PDF(Pubmed)
Abstract:
The melanoma differentiation-associated protein 5 (MDA5; encoded by the IFIH1 gene) mediates the activation of the interferon pathway in response to a viral infection. This protein is also upregulated in autoimmune diseases and psoriasis skin lesions. IFIH1 gene variants that increase MDA5 activity have been associated with an increased risk for immune-mediated diseases, including psoriasis.
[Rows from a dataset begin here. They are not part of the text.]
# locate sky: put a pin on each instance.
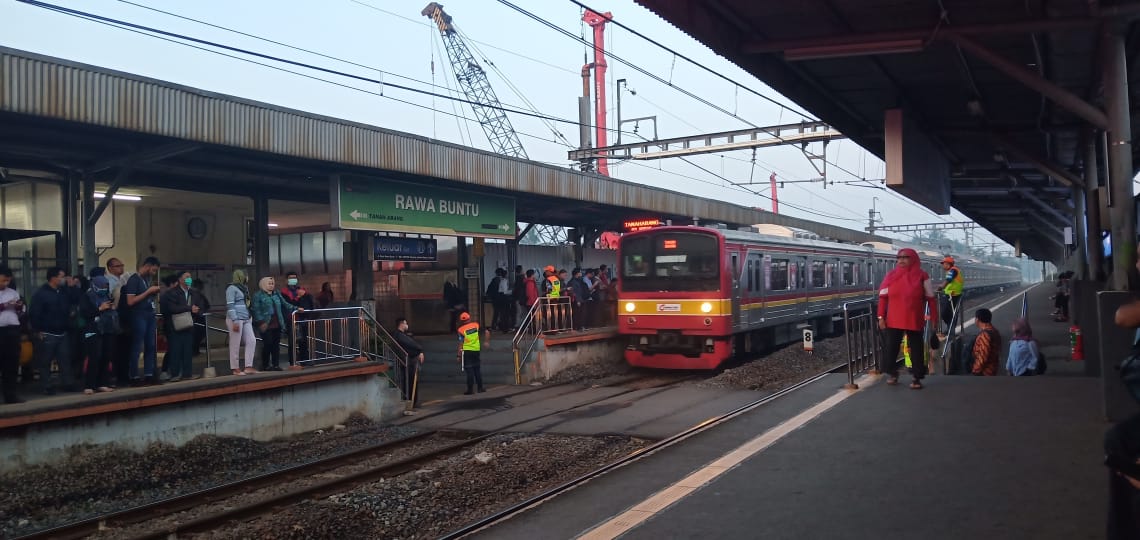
(530, 66)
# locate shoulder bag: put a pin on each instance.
(182, 321)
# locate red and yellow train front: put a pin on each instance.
(672, 301)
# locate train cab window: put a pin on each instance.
(817, 273)
(778, 273)
(674, 261)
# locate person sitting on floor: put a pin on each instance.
(986, 345)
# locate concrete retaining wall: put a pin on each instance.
(259, 415)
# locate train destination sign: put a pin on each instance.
(641, 225)
(409, 207)
(400, 248)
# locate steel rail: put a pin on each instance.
(149, 510)
(665, 443)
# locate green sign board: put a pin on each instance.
(409, 207)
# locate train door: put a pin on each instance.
(803, 287)
(737, 292)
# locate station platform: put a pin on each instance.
(966, 457)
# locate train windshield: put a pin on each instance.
(670, 261)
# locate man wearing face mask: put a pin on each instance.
(299, 296)
(179, 342)
(407, 381)
(99, 334)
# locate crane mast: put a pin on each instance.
(477, 87)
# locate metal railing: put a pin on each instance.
(864, 345)
(338, 334)
(546, 316)
(333, 335)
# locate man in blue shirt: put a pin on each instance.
(50, 317)
(138, 296)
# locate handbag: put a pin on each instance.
(107, 324)
(182, 321)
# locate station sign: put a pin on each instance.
(630, 226)
(410, 207)
(400, 248)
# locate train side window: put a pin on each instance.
(756, 273)
(779, 275)
(848, 273)
(817, 273)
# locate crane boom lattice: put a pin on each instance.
(477, 87)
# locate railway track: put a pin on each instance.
(672, 441)
(303, 474)
(665, 443)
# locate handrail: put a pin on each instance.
(547, 315)
(360, 336)
(864, 348)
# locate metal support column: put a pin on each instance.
(1092, 210)
(70, 195)
(260, 237)
(90, 253)
(1120, 155)
(1084, 251)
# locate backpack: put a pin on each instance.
(116, 299)
(491, 293)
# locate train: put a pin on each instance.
(691, 297)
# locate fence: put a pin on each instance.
(864, 348)
(546, 316)
(332, 335)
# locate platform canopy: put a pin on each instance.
(58, 117)
(1009, 92)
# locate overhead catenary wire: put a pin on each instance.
(702, 66)
(136, 29)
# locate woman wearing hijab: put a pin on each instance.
(902, 296)
(239, 324)
(1023, 350)
(269, 309)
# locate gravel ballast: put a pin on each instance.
(97, 480)
(446, 493)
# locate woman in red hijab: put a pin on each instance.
(904, 294)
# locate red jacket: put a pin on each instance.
(905, 293)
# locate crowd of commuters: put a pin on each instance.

Our aim is to determine the association between three IFIH1 variants (rs35337543 G/C, intron8 + 1; rs35744605 C/A, Glu627Stop; and rs1990760 C/T, Ala946Thr) and the main clinical findings in a cohort of Spanish patients with psoriasis (N = 572; 77% early-onset). Early-onset psoriasis patients (EOPs) had a significantly higher frequency of severe disease and the Cw6*0602 allele. Carriers of rs1990760 T (946Thr) were more common in the EOPs (p < 0.001), and the effect was more pronounced among Cw6*0602-negatives. This variant was also associated with an increased risk of psoriatic arthritis (PsA) independent from other factors (OR = 1.62, 95%CI = 1.11-2.37). The rs3533754 and rs35744605 polymorphisms did not show significant differences between the two onset age or PsA groups. Compared to the controls, the 946Thr variant was more common in the EOPs (nonsignificant difference) and significantly less common in patients aged >40 years (p = 0.005). In conclusion, the common IFIH1 rs1990760 T allele was significantly more frequent in early-onset compared to late-onset patients. This variant was also an independent risk factor for PsA in our cohort. Our study reinforces the widely reported role of the IFIH1 gene variants on psoriatic disease.
摘要:
黑色素瘤分化相关蛋白5(MDA5;由IFIH1基因编码)介导干扰素途径的激活,以响应病毒感染。这种蛋白质在自身免疫性疾病和牛皮癣皮肤病变中也被上调。增加MDA5活性的IFIH1基因变异与免疫介导疾病的风险增加有关。包括牛皮癣。我们的目的是确定三个IFIH1变体(rs35337543G/C,intron8+1;rs35744605C/A,Glu627Stop;和rs1990760C/T,Ala946Thr)和西班牙银屑病患者队列中的主要临床发现(N=572;77%的早发性)。早发性银屑病患者(EOP)的严重疾病和Cw6*0602等位基因的频率明显更高。rs1990760T(946Thr)的载体在EOP中更常见(p<0.001),在Cw6*0602阴性者中效果更为明显。这种变异也与银屑病关节炎(PsA)的风险增加相关,而与其他因素无关(OR=1.62,95CI=1.11-2.37)。rs3533754和rs35744605多态性在两个发病年龄或PsA组之间没有显着差异。与对照相比,946Thr变异体在EOP中更为常见(无显著性差异),而在年龄>40岁的患者中更为少见(p=0.005).总之,与晚发型患者相比,常见IFIH1rs1990760T等位基因在早发型患者中明显更常见.该变异也是我们队列中PsA的独立危险因素。我们的研究加强了广泛报道的IFIH1基因变体在银屑病疾病中的作用。